The main model parameters that need to be designed are the size and number of convolution kernels (pooling kernels). As to the size of the convolution kernel, the first layer adopts 16 × 1 for the purpose of better suppression of the input of high-frequency noise [39]. The following convolution layers are 3 × 1, which is convenient for network deepening; this improves the feature learning ability of the model. After each convolutional layer, a 2 × 1 maximum pooling operation is performed to lessen the number of network parameters, decrease the time of convolutional operations, and effectively avoid overfitting. In addition, a padding operation is added to each convolutional layer in order not to discard the feature information of the input samples and to keep the output dimension of the convolutional layer consistent with the input dimension.

The effect of model training is also affected by the training parameters. A too-small batch size will cause serious vibration to the loss, and the convergence within the maximum iteration may be difficult; meanwhile, the opposite situation could affect the generalization capability of the model. The batch size is finally set to 128, and the maximum iteration number is 20. The specific parameters of the model are listed in Table 1.

Table 1. Parameters of the proposed 1DCNN-L2SVM.

3.4. Fault Diagnosis Process

The designed model (Figure 2) is applied to a rotating machinery fault diagnosis system; its application procedure is illustrated in Figure 3, and the implementation steps are outlined below:

Figure 3. Flow chart of the fault diagnosis method based on 1DCNN and L2-SVM.

Step 1: The vibration signal of rotating machinery is acquired by the data collection system.

Step 2: The vibration signal is normalized, and each sample is obtained by the sliding window method within 1024 data points. The samples are separated into three parts for training, validating, and testing.

Step 3: The CNN model is built, the ReLU activation function in the traditional CNN is replaced with Linear and SELU activation functions, and the cross-entropy loss is replaced by the L2-SVM loss. Simultaneously, two new parameters are introduced, namely, the dynamic adjustment parameter and the modulation factors. Then, initialize the parameters in the model.

Step 4: The samples for training and validating samples are imported to the model for iterative training. The output label of each sample is predicted, and its estimation error compared to the real one is calculated using the improved L2-SVM loss.
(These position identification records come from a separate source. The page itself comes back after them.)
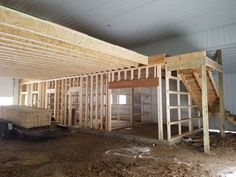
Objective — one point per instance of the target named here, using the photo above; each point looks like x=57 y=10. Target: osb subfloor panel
x=149 y=130
x=84 y=155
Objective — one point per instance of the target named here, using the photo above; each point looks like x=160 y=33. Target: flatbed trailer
x=8 y=129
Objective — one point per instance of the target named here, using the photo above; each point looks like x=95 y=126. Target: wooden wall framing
x=86 y=100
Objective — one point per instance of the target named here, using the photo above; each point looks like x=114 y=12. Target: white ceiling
x=131 y=22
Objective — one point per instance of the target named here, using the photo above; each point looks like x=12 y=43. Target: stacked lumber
x=26 y=117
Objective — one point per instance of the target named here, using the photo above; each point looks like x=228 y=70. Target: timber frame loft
x=107 y=80
x=87 y=100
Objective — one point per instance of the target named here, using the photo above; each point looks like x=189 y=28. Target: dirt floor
x=150 y=130
x=83 y=155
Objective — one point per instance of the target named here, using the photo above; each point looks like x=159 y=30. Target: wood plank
x=205 y=116
x=159 y=104
x=150 y=82
x=221 y=95
x=156 y=59
x=185 y=61
x=214 y=65
x=18 y=30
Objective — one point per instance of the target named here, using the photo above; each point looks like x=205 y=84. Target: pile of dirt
x=88 y=155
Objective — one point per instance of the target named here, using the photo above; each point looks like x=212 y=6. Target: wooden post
x=132 y=106
x=221 y=94
x=159 y=104
x=91 y=101
x=101 y=103
x=96 y=101
x=81 y=103
x=178 y=103
x=109 y=103
x=86 y=103
x=167 y=74
x=205 y=109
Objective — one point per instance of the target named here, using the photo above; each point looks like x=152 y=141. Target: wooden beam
x=205 y=109
x=221 y=95
x=18 y=30
x=214 y=65
x=159 y=104
x=156 y=59
x=185 y=61
x=150 y=82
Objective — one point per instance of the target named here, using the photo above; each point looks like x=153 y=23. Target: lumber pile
x=26 y=117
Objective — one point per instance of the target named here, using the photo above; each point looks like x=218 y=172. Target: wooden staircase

Step 5: Judge whether the model converges. If it converges, jump to step 7; otherwise, turn to step 6.

Step 6: Back propagate the error value obtained in step 4 to each node layer by layer; then, update the weights and biases and repeat steps 4 to 5 until the network converges.

Step 7: The testing samples are imported to the trained model to verify the effectiveness of the proposed method.

4. Experimental Verification

To testify the validity of the proposed method, this section uses Case Western Reserve University (CWRU) bearing datasets [40] and the lab-measured bearing datasets for the experiments, respectively. The software environment is: Python3.7, Tensorflow2.3, and keras2.7. The hardware environment is: Intel i7-4800h + NVIDIA 2060. In this work, Python, Origin, and CorelDraw are mainly used to draw and output the images.

4.1. Case Study 1: Application in CWRU Datasets

4.1.1. Experimental Setup

The bearing datasets of CWRU have high data quality and obvious fault characteristics, so it is a commonly used standard bearing fault diagnosis dataset. In this section, three unbalanced datasets under different loads are constructed to testify to the recognition effect of the proposed method. In Figure 4, the test bench is composed of a 2HP (1.5KW) induction motor, a fan-end bearing, a driver-end bearing, a torque translator, and a load motor. By using EDM technology, single point faults with different depths were machined on the inner race, outer race, and rolling element of the test bearing. The fault diameters were 7, 14, and 21 mils, respectively.

Figure 4. The motor-bearing test bench of CWRU: (a) real-life diagram of test rig; (b) structure schematic diagram of test rig.

The vibration signals of the drive end bearing, collected under three loads of 0, 1, and 2 HP, are represented by A, B, and C, respectively, as shown in Table 2. In each load, it contains a normal signal, a rolling element fault signal, an inner ring raceway fault signal, and an outer ring raceway fault signal. Among them, the fault signal includes three states with fault diameters of 7, 14, and 21 mils, respectively. Therefore, each load constitutes 10 different data samples, and its time-domain diagram is shown in Figure 5.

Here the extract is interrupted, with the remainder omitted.